In terms of our short-term budget deficits, Job No. 1 is Jobs.
This is why whenever I hear someone say, “We’ve got to make the tough, painful choices to balance the budget” I know that I needn’t waste any more time listening to that person. He’s not really interested in balancing the budget, he’s interested in imagining himself as someone who is “tough.” And he’s so preoccupied with this need to feel “tough” that he is unwilling to do the arithmetic and see that the most urgent need when it comes to balancing the budget is not a “painful choice” but the choice to ease pain. Putting people back to work is not a painful choice. It’s what those people want — what they long for, hope for and pray for. It makes people happy and actually solves the problem. And for both of those reasons, the “tough” so-called “deficit hawks” don’t like the idea.
Apart from the proverbial trinity of “waste, fraud and abuse,” the only expense we need to be cutting in the short term is the expense of unemployment benefits. And the only fiscally responsible way to cut that expense is also the only morally responsible way to do it: By putting the unemployed back to work.

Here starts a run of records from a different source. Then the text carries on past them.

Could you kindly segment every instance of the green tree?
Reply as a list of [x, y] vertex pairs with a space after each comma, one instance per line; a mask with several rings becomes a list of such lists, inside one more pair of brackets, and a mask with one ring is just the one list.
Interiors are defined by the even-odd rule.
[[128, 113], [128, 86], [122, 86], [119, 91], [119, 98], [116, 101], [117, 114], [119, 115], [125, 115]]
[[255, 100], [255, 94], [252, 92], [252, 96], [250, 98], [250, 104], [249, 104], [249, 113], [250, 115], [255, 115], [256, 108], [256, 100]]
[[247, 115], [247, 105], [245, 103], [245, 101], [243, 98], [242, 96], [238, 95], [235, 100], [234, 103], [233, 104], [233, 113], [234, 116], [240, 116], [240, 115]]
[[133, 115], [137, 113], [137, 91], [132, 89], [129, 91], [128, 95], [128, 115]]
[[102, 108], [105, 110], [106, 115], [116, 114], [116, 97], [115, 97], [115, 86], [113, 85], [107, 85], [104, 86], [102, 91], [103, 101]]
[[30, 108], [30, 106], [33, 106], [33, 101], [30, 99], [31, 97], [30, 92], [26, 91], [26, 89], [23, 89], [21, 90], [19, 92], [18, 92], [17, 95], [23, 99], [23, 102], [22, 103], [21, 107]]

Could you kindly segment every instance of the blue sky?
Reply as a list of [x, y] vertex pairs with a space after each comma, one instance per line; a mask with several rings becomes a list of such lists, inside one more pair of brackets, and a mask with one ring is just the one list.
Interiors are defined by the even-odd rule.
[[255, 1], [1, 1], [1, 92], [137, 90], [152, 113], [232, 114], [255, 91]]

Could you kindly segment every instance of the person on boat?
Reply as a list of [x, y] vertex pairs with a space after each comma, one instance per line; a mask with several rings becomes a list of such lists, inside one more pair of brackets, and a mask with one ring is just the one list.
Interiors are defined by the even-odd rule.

The evangelical voters who responded to Pew’s polling want to cut the expense of unemployment benefits by simply cutting off those payments. That’s a reprehensible, degenerate impulse, but it’s also fiscal suicide. It means giving up on the possibility of collecting revenue from 14 million workers, and on the revenue from the productivity those workers could be contributing to their employers, and on the revenue and the wealth generated by their participation in the economy. It means telling every existing business in America that you must now get by with 14 million fewer customers. It means creating a self-propagating cycle of contraction — achieving an ever-smaller federal budget by having an ever-smaller economy. That’s not just cutting off your nose to spite your face, it’s cutting off your head to spite your nose.
“Spite” being the operative word here. This is the politics of spite. And evangelical voters are soaking in it.